当社は、株式会社格付投資情報センターから格付けを取得しています。当連結会計年度末現在、長期債及び発行体格付けがA、コマーシャルペーパーがa-1であります。金融・資本市場へのアクセスを保持するため、一定水準の格付けの維持は重要と考えております。
当社グループでは、営業活動によりキャッシュ・フローを生み出す能力に加えて、手元流動性、健全な財務体質により、当社グループの成長を維持するために必要な運転資金及び設備投資・研究開発資金等を確保することが可能と考えております。
資金の需要動向
中期計画「CS B2021」では、成長のための投資枠として50,000百万円を設定しており、産業用領域の更なる拡大、新規事業の創出、育成、インクジェット関連の設備補強やM&Aを含めた成長投資を加速します。
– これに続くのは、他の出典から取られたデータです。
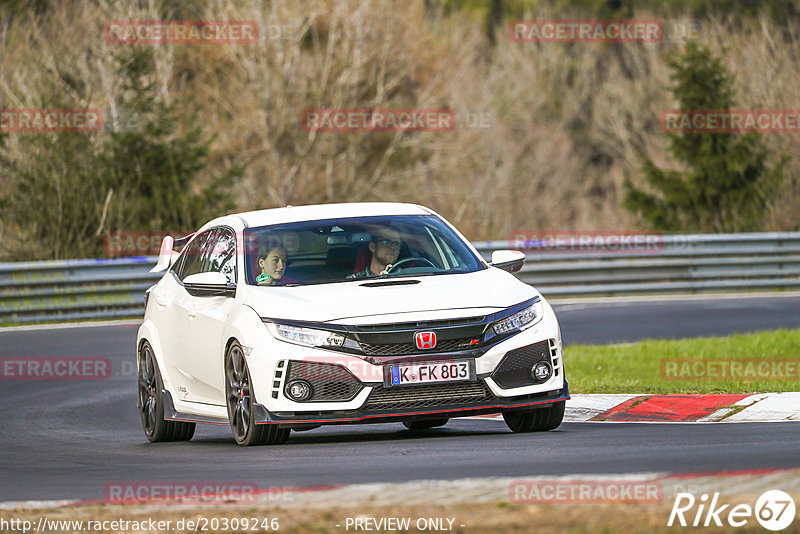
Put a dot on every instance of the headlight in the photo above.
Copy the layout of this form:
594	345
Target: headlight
520	320
310	337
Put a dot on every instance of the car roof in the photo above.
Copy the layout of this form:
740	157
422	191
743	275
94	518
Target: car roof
318	212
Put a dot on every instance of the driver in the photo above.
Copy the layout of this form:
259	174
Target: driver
385	248
272	262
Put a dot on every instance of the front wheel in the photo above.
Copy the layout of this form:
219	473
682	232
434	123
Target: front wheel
539	420
239	395
151	404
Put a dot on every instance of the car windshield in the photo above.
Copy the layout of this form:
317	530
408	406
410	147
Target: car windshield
342	250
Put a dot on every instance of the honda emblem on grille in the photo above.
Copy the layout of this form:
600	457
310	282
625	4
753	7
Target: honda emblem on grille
425	340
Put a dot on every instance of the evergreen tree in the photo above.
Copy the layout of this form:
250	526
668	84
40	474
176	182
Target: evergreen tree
728	179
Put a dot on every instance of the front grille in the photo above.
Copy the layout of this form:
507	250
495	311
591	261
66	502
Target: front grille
515	367
429	396
399	349
329	382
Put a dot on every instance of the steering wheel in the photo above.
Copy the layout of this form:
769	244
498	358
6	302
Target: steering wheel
407	260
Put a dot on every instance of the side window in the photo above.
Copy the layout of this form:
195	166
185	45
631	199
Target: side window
222	254
194	257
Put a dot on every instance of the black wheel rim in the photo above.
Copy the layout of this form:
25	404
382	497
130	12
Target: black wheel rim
148	390
238	392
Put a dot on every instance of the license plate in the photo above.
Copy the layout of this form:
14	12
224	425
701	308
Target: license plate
430	372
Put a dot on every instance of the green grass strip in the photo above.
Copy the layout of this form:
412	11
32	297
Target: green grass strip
743	363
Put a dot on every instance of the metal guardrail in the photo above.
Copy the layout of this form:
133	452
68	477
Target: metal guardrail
98	289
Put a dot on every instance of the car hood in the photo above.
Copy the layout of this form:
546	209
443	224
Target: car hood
356	302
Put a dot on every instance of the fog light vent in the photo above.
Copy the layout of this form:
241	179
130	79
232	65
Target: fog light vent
298	390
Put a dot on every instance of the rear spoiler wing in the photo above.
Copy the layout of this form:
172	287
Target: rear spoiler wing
167	254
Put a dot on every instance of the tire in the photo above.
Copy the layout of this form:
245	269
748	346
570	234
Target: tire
239	399
151	403
415	426
540	420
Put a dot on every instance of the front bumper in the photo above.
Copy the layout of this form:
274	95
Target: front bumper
492	405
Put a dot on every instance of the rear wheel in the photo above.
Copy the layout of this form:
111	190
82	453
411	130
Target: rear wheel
151	404
424	425
539	420
241	415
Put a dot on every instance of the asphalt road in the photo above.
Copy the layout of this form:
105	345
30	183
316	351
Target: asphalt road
69	439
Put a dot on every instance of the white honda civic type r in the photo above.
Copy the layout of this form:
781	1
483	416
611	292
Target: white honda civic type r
291	318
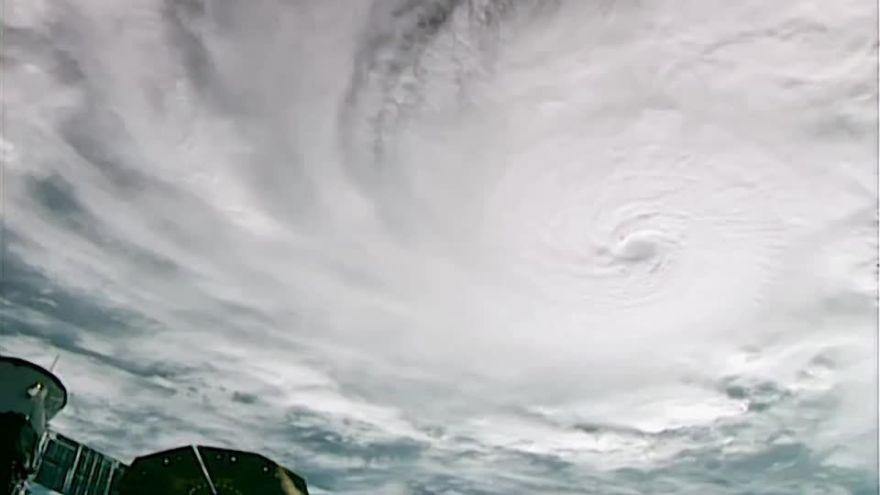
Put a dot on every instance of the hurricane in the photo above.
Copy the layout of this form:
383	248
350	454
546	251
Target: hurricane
454	246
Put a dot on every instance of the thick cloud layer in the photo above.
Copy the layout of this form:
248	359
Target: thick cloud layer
480	246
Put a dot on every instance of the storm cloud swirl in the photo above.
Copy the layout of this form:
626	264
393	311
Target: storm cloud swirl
472	246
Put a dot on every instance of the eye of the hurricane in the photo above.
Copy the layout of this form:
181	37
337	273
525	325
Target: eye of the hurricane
668	229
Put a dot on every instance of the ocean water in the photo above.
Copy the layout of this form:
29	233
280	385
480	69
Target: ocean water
454	247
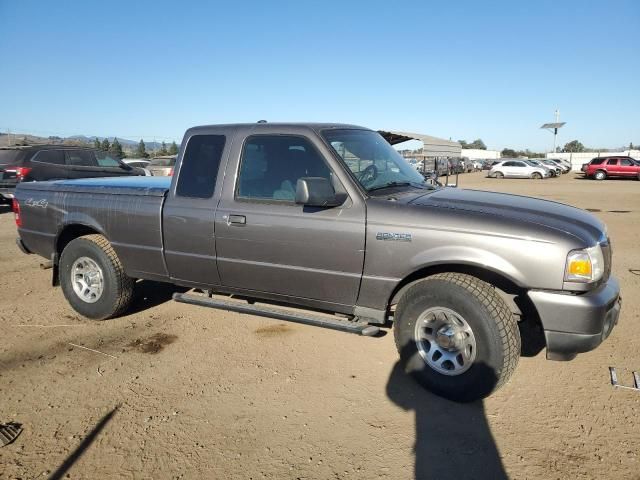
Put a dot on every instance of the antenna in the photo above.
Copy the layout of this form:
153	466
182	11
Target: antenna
553	127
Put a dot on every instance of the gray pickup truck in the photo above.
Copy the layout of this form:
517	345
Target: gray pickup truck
326	224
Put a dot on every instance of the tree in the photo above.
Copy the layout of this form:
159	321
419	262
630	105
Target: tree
141	151
116	149
508	153
477	144
573	147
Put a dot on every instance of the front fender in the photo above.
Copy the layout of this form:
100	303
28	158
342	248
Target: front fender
464	255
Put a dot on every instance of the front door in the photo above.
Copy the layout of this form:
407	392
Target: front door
267	243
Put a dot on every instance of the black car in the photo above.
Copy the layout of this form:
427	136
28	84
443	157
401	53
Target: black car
55	162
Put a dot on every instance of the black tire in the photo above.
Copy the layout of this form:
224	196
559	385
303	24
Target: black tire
600	175
495	330
117	292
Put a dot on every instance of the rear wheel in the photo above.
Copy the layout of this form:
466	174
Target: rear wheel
456	336
93	279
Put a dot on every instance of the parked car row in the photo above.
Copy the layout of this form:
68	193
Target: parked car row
528	168
60	162
601	168
56	162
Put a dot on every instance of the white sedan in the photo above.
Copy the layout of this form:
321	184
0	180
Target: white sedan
517	169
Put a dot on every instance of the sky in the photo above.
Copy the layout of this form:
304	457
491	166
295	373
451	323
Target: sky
495	70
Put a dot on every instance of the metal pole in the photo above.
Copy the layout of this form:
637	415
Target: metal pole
555	131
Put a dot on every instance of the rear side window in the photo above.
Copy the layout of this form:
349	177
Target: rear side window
80	158
10	157
55	157
163	162
106	160
272	164
200	164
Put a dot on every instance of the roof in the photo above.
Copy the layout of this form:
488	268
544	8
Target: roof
46	147
433	146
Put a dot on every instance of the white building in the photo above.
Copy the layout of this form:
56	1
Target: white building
477	154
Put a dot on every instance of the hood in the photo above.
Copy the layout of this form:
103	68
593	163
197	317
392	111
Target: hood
519	209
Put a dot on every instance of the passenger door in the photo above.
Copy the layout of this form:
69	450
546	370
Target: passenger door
627	168
189	211
268	243
613	168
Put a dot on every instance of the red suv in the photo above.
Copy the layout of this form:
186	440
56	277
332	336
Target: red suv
603	167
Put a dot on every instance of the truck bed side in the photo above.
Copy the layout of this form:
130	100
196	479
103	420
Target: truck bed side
128	213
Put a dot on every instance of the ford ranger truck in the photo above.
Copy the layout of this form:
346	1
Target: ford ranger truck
330	219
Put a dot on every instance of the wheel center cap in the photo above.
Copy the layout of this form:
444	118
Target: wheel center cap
448	337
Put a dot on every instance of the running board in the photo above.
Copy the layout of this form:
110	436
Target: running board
316	321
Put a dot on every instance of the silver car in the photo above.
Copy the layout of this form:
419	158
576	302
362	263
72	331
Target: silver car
517	169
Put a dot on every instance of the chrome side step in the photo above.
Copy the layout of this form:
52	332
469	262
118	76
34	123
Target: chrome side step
279	314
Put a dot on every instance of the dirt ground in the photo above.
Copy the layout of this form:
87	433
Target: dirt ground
180	391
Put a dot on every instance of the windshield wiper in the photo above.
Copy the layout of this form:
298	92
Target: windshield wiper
396	184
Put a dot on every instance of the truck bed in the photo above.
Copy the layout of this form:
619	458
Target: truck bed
147	186
127	210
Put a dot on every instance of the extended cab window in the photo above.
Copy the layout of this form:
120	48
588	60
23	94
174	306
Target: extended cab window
106	160
49	156
80	158
272	164
199	167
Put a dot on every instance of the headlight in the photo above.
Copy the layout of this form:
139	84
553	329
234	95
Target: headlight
584	266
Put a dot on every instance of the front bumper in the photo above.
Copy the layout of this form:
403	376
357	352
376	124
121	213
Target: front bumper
577	323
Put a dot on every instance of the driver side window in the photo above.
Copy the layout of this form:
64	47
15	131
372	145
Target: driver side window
272	164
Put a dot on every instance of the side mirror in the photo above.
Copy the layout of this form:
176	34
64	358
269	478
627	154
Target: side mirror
316	192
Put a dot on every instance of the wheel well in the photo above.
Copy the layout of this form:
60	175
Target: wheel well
499	281
529	324
71	232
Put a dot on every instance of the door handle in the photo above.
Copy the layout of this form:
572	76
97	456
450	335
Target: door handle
237	220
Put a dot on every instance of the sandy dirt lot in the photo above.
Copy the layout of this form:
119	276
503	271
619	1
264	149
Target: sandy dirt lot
185	392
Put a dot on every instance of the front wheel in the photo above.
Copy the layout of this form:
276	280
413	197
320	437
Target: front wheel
93	279
456	336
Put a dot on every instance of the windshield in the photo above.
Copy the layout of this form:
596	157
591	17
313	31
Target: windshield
374	162
106	160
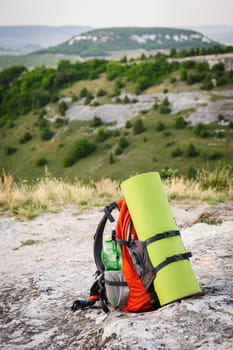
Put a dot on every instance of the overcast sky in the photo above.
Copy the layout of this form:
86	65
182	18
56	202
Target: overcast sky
107	13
次なる成長に向けた成長基盤の構築のための投資を行う一方で、「第4 提出会社の状況 3 配当政策」に記載の方針による利益還元を実施してまいります。
また、年間20,000百万円の有利子負債の返済も滞りなく実施してまいります。
これらの資金需要に対応するため、営業キャッシュ・フローの獲得、また、必要に応じて、成長投資のための資金調達を機動的に実施する方針であります。